The start-up OpenAI has presented the next version of the technology behind the popular text machine ChatGPT. Among other things, GPT-4 should deliver better results than the previous variants, as OpenAI announced on Wednesday night. Problems with technology – such as the fact that it can simply invent alleged facts – continue to exist, but should occur less frequently.
ChatGPT and the Dall-E software, which can generate images from text templates, are based on the previous GPT generation. Paying customers of OpenAI get access to GPT-4 for their services. There is a waiting list.
However, some customers are already using the technology. The language learning app Duolingo, for example, uses GPT-4 for dialogue training, which is available in a new, more expensive subscription. Microsoft confirmed that its Bing search engine has been using GPT-4 for a few weeks. Microsoft bought OpenAI in a multi-billion dollar deal and the money secured, among other things, access to the enormous computing power required.
Risk of “hallucinating” facts
For the GPT technologies, the software captured enormous amounts of text and images. On this basis, she can formulate sentences that can hardly be distinguished from those of a human being. The program estimates which words could follow next in a sentence. One of the risks of this basic principle is that the software will “hallucinate facts”, as OpenAI calls it.

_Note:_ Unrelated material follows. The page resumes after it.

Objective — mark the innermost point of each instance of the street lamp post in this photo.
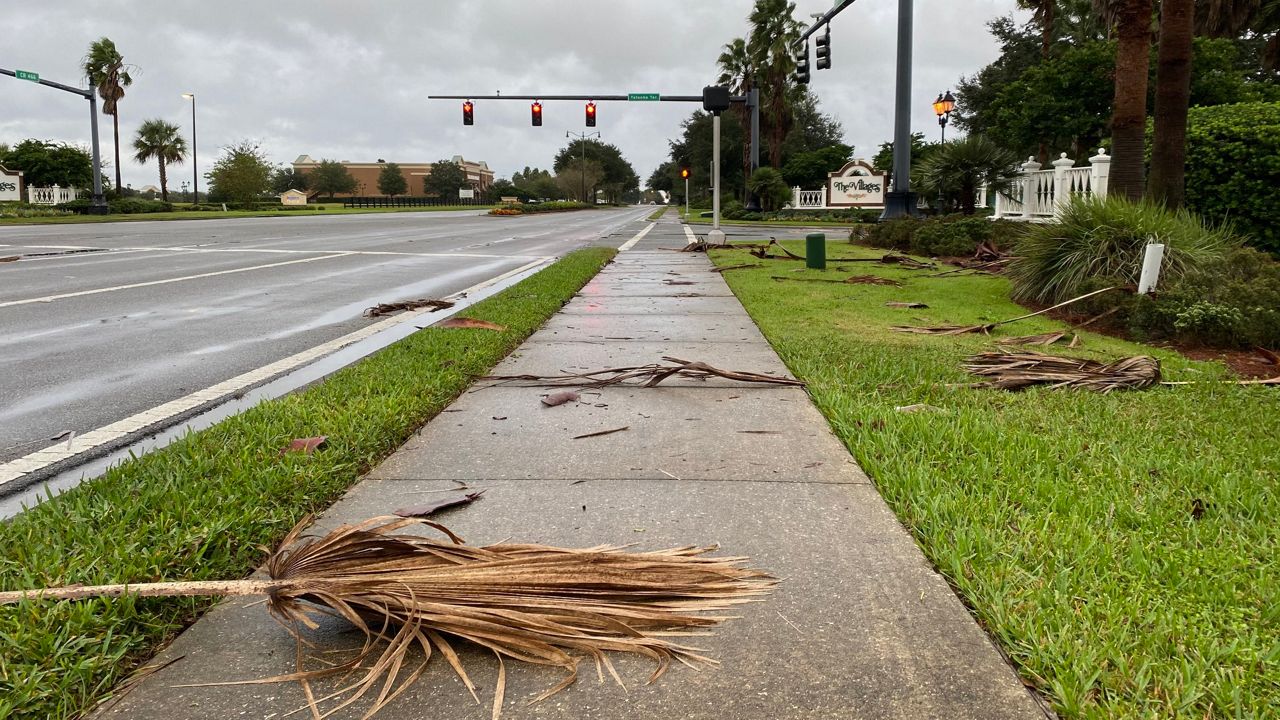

That could also happen to GPT-4, albeit less frequently than before, the blog entry said. The new version could also make simple logic errors and spread prejudices. GPT-4 only knows facts that happened before September 2021 – and it does not learn from experience, OpenAI emphasized.
GPT-4 is also said to be good at analyzing images and describing them with words – but OpenAI is not initially making this function available to customers.